JABAR FOOTBALL – Di tengah kerasnya persaingan Super League 2025/26, Persib Bandung tampaknya telah menemukan “jimat” baru di lini pertahanan. Bukan sosok yang meledak-ledak atau penuh drama, melainkan figur tenang yang diam-diam menjadi monster bagi penyerang lawan: Patricio “Pato” Matricardi.
Pujian khusus baru saja dilontarkan oleh pelatih Bojan Hodak. Namun, apa sebenarnya yang membuat bek asal Argentina ini begitu istimewa di mata sang pelatih?
Anomali Statistik: Garang tapi “Sopan”
Biasanya, bek yang agresif identik dengan koleksi kartu. Namun, Matricardi mematahkan stigma tersebut.
Tampil dalam 17 dari 18 pertandingan Persib musim ini dengan total 1.402 menit bermain, Matricardi mencatatkan statistik kedisiplinan yang mencengangkan: hanya 1 kartu kuning.
Bagi Bojan Hodak, ini bukan kebetulan. Ini adalah tanda kecerdasan. Matricardi tahu persis kapan harus merebut bola tanpa harus melanggar.
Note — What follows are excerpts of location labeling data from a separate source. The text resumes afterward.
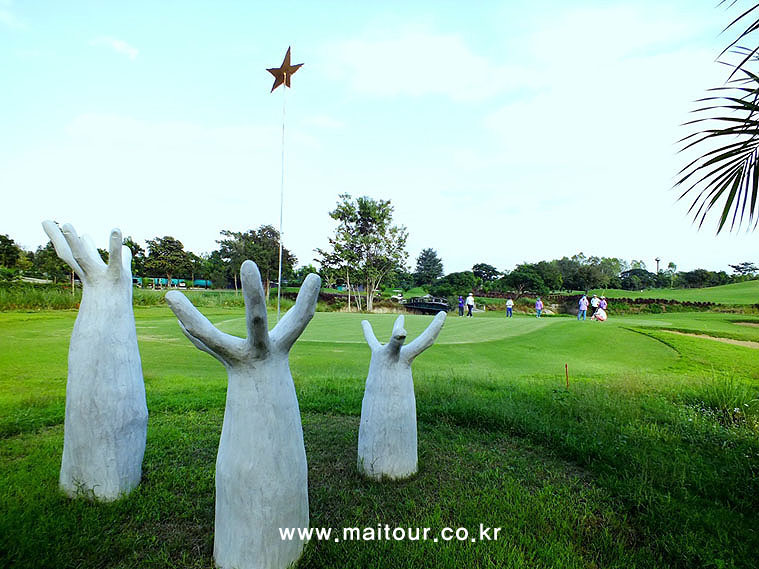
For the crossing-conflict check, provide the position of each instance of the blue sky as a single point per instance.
(502, 132)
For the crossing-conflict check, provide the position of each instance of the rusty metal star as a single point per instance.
(283, 73)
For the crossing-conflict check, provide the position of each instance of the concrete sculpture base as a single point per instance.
(261, 472)
(106, 415)
(387, 445)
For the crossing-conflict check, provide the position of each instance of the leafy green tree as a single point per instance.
(525, 278)
(300, 274)
(637, 279)
(486, 273)
(745, 268)
(47, 263)
(550, 274)
(400, 278)
(454, 284)
(9, 252)
(259, 245)
(138, 256)
(429, 267)
(217, 270)
(366, 242)
(166, 256)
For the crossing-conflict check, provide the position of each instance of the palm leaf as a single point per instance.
(726, 173)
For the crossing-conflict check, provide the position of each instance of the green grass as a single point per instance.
(736, 293)
(643, 462)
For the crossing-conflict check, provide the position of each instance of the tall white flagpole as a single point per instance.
(281, 199)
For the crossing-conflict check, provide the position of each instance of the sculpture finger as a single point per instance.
(115, 263)
(426, 338)
(62, 248)
(371, 339)
(255, 307)
(126, 260)
(399, 334)
(200, 345)
(92, 251)
(223, 345)
(79, 249)
(297, 318)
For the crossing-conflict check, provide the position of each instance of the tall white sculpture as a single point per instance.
(261, 472)
(387, 433)
(106, 415)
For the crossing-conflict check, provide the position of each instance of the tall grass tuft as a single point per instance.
(728, 400)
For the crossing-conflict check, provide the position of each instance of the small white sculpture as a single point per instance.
(387, 433)
(106, 415)
(261, 472)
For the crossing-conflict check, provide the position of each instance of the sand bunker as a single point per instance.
(746, 343)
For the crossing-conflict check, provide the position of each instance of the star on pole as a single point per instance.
(283, 72)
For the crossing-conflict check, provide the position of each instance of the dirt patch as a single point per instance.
(746, 343)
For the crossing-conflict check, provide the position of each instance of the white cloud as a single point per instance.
(324, 121)
(117, 45)
(8, 18)
(419, 62)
Ia memenangkan bola dengan teknik, bukan sekadar otot.
Status Resmi: Bek dengan Duel Terbaik
Bojan Hodak tidak berbicara berdasarkan perasaan semata, melainkan data. Dalam evaluasi tim pelatih, Matricardi memegang predikat tertinggi untuk urusan memenangkan duel satu lawan satu.
“Bagi seorang pemain belakang itu cukup bagus. Dan berdasarkan statistik, dia adalah bek dengan catatan duel terbaik,” ujar Hodak tegas.
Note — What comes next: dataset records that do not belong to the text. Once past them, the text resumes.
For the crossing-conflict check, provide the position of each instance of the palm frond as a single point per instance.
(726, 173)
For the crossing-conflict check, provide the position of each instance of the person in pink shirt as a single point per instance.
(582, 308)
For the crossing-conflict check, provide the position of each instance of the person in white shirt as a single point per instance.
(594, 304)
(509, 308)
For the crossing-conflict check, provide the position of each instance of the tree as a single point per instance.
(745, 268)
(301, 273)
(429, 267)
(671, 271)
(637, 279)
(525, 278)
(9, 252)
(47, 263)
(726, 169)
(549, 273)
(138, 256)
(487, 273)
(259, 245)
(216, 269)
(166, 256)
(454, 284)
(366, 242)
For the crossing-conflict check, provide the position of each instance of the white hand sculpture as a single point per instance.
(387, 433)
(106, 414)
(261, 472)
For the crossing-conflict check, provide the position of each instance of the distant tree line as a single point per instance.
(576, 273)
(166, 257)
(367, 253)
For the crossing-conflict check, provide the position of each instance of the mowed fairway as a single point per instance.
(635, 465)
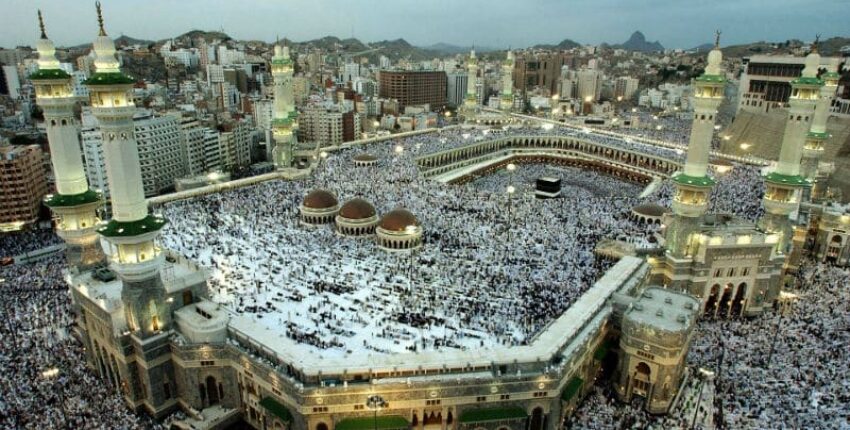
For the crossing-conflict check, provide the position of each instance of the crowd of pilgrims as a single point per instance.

Pernyataan ini mengukuhkan posisi Pato bukan hanya sebagai pelengkap, tapi sebagai fondasi utama. Ketika bek lain mungkin unggul dalam sapuan atau umpan, Matricardi adalah jaminan mutu ketika harus berhadapan face to face dengan lawan.
Paling “Lelah”, Paling Konsisten
Jika kita membedah menit bermain bek Persib lainnya, terlihat jelas betapa vitalnya peran Matricardi:
- Patricio Matricardi: 1.402 menit (17 laga)
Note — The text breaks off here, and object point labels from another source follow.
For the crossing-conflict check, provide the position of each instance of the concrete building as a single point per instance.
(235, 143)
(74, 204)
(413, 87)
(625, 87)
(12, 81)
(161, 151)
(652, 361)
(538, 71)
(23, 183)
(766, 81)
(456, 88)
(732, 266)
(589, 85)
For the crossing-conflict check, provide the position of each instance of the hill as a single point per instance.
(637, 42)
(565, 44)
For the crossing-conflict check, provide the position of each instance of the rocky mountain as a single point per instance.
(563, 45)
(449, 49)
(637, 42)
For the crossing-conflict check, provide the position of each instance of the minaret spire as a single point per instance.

- Julio Cesar: 1.162 menit (17 laga)
- Federico Barba: 847 menit (13 laga)
Data ini menunjukkan bahwa di saat tandemnya mungkin dirotasi atau diganti, Matricardi adalah konstanta yang hampir tak tergantikan. Ia adalah “Iron Man” di barisan belakang Pangeran Biru musim ini.
Patricio Matricardi membuktikan bahwa menjadi bek tangguh tidak harus bermain kasar. Dengan menit bermain tertinggi, catatan kartu minim, dan stempel “Raja Duel” dari Bojan Hodak, Pato kini bukan sekadar pemain asing biasa, ia adalah nyawa pertahanan Persib Bandung yang sesungguhnya.